Malware attack intelligence describes the working of the attacks, their tactics, techniques, and procedures (TTPs), and the technology vulnerabilities exploited by the malware. This intelligence can equip security researchers with information to build better defenses against advanced cyber attacks and issue early warnings about future threats. The Internet can lead to evidence on attack intelligence through thousands of diverse and heterogeneous sources, globally known as cyber threat intelligence (CTI). Discerning and utilizing this knowledge speedily and accurately for longitudinal studies mandate rigorous development of techniques that are constantly evolving and adapting to the complexities of malware attacks. Therefore, threat intelligence is best utilized when it is timely, actionable, shared in an universally acceptable format, contextual, and understandable.

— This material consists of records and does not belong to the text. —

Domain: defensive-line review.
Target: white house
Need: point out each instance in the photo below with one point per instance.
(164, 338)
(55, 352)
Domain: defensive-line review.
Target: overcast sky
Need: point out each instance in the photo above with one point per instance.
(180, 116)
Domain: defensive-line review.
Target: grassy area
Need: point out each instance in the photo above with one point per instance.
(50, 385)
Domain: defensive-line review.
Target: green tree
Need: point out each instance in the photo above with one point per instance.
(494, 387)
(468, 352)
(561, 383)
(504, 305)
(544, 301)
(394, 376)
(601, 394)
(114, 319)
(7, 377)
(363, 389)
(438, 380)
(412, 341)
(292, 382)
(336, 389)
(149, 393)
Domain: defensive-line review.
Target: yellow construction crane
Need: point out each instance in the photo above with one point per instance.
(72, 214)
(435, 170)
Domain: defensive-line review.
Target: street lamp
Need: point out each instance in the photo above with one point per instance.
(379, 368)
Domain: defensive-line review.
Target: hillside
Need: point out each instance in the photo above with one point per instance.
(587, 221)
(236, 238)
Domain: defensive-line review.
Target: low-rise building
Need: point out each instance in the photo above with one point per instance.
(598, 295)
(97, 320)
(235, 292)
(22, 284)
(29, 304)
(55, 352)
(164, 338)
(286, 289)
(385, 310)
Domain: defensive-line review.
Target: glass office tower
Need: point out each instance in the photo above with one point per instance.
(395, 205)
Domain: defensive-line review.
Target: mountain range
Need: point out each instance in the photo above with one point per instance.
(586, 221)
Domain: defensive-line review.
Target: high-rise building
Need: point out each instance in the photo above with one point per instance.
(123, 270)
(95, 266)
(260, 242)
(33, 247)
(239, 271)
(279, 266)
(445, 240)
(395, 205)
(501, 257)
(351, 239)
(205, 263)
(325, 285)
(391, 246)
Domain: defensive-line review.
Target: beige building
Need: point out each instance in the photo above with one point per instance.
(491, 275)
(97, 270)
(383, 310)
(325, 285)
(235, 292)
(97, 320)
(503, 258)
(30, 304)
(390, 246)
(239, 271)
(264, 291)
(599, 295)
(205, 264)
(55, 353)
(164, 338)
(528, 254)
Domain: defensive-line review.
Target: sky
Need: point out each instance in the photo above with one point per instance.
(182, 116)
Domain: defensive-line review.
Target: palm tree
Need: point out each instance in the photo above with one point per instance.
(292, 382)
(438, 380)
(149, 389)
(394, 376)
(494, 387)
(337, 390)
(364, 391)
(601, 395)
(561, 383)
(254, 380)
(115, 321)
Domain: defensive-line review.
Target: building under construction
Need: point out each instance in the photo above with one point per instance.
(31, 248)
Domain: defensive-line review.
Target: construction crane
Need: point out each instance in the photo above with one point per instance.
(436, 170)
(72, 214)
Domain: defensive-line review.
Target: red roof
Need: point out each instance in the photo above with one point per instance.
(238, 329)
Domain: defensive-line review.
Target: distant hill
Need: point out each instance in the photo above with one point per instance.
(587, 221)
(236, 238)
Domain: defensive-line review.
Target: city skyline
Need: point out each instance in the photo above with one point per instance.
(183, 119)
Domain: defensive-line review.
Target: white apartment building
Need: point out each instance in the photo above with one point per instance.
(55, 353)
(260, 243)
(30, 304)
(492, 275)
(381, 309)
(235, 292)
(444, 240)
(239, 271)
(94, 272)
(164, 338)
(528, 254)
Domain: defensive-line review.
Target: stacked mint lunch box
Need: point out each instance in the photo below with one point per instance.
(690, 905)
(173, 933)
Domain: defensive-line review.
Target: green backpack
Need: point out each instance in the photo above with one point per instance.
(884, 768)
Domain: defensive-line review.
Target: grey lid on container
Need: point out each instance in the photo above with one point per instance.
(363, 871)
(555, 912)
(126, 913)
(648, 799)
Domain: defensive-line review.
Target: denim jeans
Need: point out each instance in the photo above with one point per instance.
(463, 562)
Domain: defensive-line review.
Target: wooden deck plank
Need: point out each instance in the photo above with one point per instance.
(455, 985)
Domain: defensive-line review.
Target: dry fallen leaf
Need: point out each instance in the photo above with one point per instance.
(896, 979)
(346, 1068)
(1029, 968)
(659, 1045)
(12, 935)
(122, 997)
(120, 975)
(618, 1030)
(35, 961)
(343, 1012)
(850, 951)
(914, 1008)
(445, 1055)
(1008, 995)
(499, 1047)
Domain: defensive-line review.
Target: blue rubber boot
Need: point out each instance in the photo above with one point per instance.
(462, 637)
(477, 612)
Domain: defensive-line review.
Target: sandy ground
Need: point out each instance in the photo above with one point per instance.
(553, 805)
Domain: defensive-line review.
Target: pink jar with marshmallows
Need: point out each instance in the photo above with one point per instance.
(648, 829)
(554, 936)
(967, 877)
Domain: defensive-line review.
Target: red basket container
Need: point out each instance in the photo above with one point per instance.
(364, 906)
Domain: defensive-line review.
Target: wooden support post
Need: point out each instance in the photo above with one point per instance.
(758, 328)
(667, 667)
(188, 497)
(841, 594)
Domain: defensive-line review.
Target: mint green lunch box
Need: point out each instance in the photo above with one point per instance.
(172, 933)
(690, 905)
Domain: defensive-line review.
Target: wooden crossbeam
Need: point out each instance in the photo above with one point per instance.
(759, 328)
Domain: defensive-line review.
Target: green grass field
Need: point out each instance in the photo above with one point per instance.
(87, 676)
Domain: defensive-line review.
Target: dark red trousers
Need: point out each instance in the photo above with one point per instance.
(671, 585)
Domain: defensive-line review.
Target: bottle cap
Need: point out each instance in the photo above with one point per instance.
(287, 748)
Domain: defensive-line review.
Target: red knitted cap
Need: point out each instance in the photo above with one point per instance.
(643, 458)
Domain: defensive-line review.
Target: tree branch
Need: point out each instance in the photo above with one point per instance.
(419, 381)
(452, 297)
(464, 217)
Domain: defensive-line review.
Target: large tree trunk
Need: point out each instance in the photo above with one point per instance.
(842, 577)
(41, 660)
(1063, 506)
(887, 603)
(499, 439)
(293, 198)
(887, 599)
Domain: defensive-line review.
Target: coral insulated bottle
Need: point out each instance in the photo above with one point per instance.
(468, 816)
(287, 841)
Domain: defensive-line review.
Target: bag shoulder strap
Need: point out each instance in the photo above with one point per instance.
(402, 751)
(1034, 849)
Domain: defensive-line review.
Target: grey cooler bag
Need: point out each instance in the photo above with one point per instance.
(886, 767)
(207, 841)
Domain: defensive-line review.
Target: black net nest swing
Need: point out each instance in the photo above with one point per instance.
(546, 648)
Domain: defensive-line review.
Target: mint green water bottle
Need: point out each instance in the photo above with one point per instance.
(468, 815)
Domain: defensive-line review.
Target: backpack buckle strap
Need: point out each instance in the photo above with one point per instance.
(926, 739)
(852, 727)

CVE111https://cve.mitre.org/, NVD222https://nvd.nist.gov/ are vulnerability tracking programs where information is combined through a centralized platform in a semi-structured way. Industry standards like Structured Threat Information eXpression (STIX)(stix) and trusted automated exchange of indicator information (TAXII)(connolly2014trusted) provide a language-agnostic framework for storing, sending, and receiving packages. However, despite concerted efforts by experts towards organizing malware threat information, there is a lack of context and transparency in sharing CTI. Analysts require more than data-driven threat intelligence. They seek trustworthy data sources, relevant threat indicators, sources and motivations behind attacks, and the likelihood of an attack. They also demand context to get a comprehensive picture of the threats, victims, and the distinct tactics an attacker deploys.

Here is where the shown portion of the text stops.